Equipment capabilities

Military equipment must first and foremost work, especially in the field. New technologies and materials are aimed primarily at increasing reliability, safety, and performance. Alternative forms of energy and new materials could therefore be considered for powering or producing equipment, weapons, and structures if they are reliable, sufficiently available, and financially viable. However, since sustainable products have so far hardly come close to the values of conventional ones, some time and research will be needed before we go into the field with climate-friendly equipment. So, for the time being, few savings are possible here.

On the Military:

One approach from Switzerland can be adopted by every military in the world: renovate their own existing properties in terms of energy, upgrade them in terms of alternative energy production and use sustainable materials to build facilities within the own country. Civilian equipment that is only needed domestically could also be converted to technologies such as electricity or hydrogen. Waste heat from data centres could be used to heat the barracks. Water treatment plants could make the water reusable for cleaning the equipment.

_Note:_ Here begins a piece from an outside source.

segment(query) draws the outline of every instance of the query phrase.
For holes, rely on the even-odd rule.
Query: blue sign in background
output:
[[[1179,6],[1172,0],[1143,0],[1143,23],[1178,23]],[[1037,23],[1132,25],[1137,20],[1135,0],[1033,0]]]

It becomes more difficult when we talk about possibilities for combat equipment or operations. One thing is for sure: the possibilities to act in a climate-friendly way during operations are quite small. The safety of the soldiers and the availability and reliability of military material are too important. Here, damage to the environment and excessive CO2 emissions can only be prevented through more sustainable products, more sophisticated supply chains and proactive and considered action. The same applies to manoeuvres – no military in the world would sacrifice the practice of real-life scenarios for the sake of the climate. At the same time, the question arises whether interdepartmental political pressure for more climate protection would naturally limit the military’s deployments, especially if the damages to the climate were priced in. War would thus become even more expensive than it already is.

In addition, there is the issue of stability and peace. Can states afford to be less militarily active in the wake of increasing terrorist activities and conflicts, for the sake of the climate? Or could less military activity by states for the good of the environment even reduce conflicts?

Here, too, many states cannot be stopped from playing the war game, either because they think they must be the world’s police or out of pure self-interest. In this context, it is also clear that a state, even if it is not globally militarily active, needs certain capacities for self-protection. 

 

What is Possible?

Ultimately, there will be no carbon-neutral military missions in the foreseeable future. And that has to do with the fact that security is non-negotiable. If you want it, you must invest, no matter what it costs. It has to work, no matter how. And that is precisely the expectation states have on the arms industry. In addition, most citizens have not yet liked climate protection to the military. For them, too, the primary consideration is that the army must do its job.

If states do not consider carbon-neutral armies relevant or possible and societies are not aware of the environmental damage caused by the military, CO2 emissions and other environmental destruction caused by the military will not change nor will any progress towards a sustainable military be made. Neither will that of the arms industry. The greatest potential at present lies in those measures that the military can take domestically. There is some hope in efforts towards military sustainability, like those of Switzerland or the first attempts by the German research organisation Atmosfair to produce CO2 neutral fuel in larger quantities. However, there is still a long way to go.